LONDON — Boticca.com is a lot like an online dating site — for accessories lovers.

Customers can fantasize about, flirt with — and in some cases commit to — objects of their affection, be they in metallic pink leather, eel skin or rose gold.

The London-based site, founded by Internet business and marketing veterans Kiyan Foroughi and Avid Larizadeh, acts as a marketplace for small jewelry and accessories businesses worldwide, and a platform for young or unknown talent in a famously fragmented industry.

“We are trying to build the destination for fashion accessories on the Web,” said Foroughi, who is of French-Iranian origin and whose background is in technology mergers and acquisitions and Web-based private equity investing.

The idea for the site dawned on Foroughi when he was in the Medina in Marrakech. He met a jewelry designer who trekked for hours between her home in the Atlas Mountains and the Medina so that she could sell her jewelry. “There has to be a destination that solves these distribution issues and allows these designers to reach customers globally.”

The site, which launched in an alpha version in 2009, has since built up a base of 200 designers in 40 countries. Customers are split evenly between North America, Europe, and the Far East, and the average transaction is $160.

Boticca acts as a link between clients and designers: Customers browse the site, which has an editorial feel with guest editors and a weekly theme such as Seventies styles or Italy, and then order directly from the designer.

Boticca takes a 25 percent commission on the retail price set by the designer — 20 percent if the designer is exclusive to the site. That is substantially less than the 30 to 40 percent markup that a brick-and-mortar store would take.

Designers are also under no pressure to fulfill deadline-driven orders, as is often the case with a brick-and-mortar store that has to maintain inventory. On the site, the vendor states how many items are still available, and whether it can fulfill an order by a certain time.

Like PayPal, the site supports the transactions and ensures they are fulfilled before any money changes hands.
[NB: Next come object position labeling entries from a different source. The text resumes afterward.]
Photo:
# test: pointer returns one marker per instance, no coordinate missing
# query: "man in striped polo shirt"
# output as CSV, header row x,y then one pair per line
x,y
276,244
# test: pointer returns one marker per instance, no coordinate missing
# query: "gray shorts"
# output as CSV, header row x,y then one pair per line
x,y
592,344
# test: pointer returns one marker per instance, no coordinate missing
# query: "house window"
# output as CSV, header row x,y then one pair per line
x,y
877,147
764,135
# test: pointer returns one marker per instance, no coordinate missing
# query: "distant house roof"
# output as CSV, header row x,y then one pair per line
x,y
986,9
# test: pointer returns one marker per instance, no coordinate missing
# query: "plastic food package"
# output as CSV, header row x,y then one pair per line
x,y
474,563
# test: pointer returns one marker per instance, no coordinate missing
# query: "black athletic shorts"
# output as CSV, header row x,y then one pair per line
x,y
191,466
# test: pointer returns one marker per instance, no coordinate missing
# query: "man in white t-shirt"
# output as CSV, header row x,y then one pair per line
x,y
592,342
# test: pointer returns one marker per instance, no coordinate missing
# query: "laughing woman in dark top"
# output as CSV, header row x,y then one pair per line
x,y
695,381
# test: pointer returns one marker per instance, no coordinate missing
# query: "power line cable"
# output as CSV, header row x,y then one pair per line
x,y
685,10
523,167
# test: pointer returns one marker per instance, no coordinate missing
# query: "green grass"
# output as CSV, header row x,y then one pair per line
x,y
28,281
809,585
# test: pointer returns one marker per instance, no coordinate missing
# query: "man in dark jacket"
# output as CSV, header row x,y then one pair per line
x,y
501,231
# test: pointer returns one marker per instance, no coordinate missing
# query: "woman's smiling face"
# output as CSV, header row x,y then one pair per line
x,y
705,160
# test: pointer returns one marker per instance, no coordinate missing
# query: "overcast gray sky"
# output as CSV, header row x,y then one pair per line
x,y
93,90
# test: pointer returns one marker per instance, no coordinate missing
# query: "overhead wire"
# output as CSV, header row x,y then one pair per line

Customers can make orders in euros, dollars or pounds, and shipping takes place within one business day.

The site is currently skewed to jewelry, stocking labels including Julie Tuton Jewelry in San Francisco; Larissa Landinez in Florence; Toosis in Istanbul, and YooLa in Israel.

But co-founder Larizadeh, who has an M.B.A. from Harvard and has worked with eBay and Skype, said the aim is to have a more balanced mix of bags, hats, gloves, scarves and hair accessories.

The site already stocks hats by the Italian label SuperDuper Hats; clutches by the Dubai-based Poupee Couture, and obi belts by the British company Uroco.

Staffers scour graduate shows, trade fairs, markets, designers’ own Web sites, and rely on word of mouth, and even applications from the designers themselves to find new talent to showcase.

“We are not looking for hobbyists, but for professionals,” said Larizadeh, adding that they are also looking for a compelling back story from the label; good quality merchandise, and professional customer service.

This year, Boticca received $2.5 million in funding from retail, luxury and e-commerce investors including John Ayton and Annoushka Ducas, the founders of Links of London and the Annoushka jewelry brand.

That investment will be used to accelerate growth by expanding its marketing efforts and editorial elements, bringing new talent on board and enhancing the customer experience. The overheads are inherently small at Boticca, which is based in Covent Garden, with money being spent on processing fees and administration.

“So far, we’ve spent a lot of time trying to make this site a delightful experience for customers and to help market the designers,” said Larizadeh. “We think it’s a great category segment to be in, because it’s with accessories — rather than clothes — that you’re able to make a unique statement.”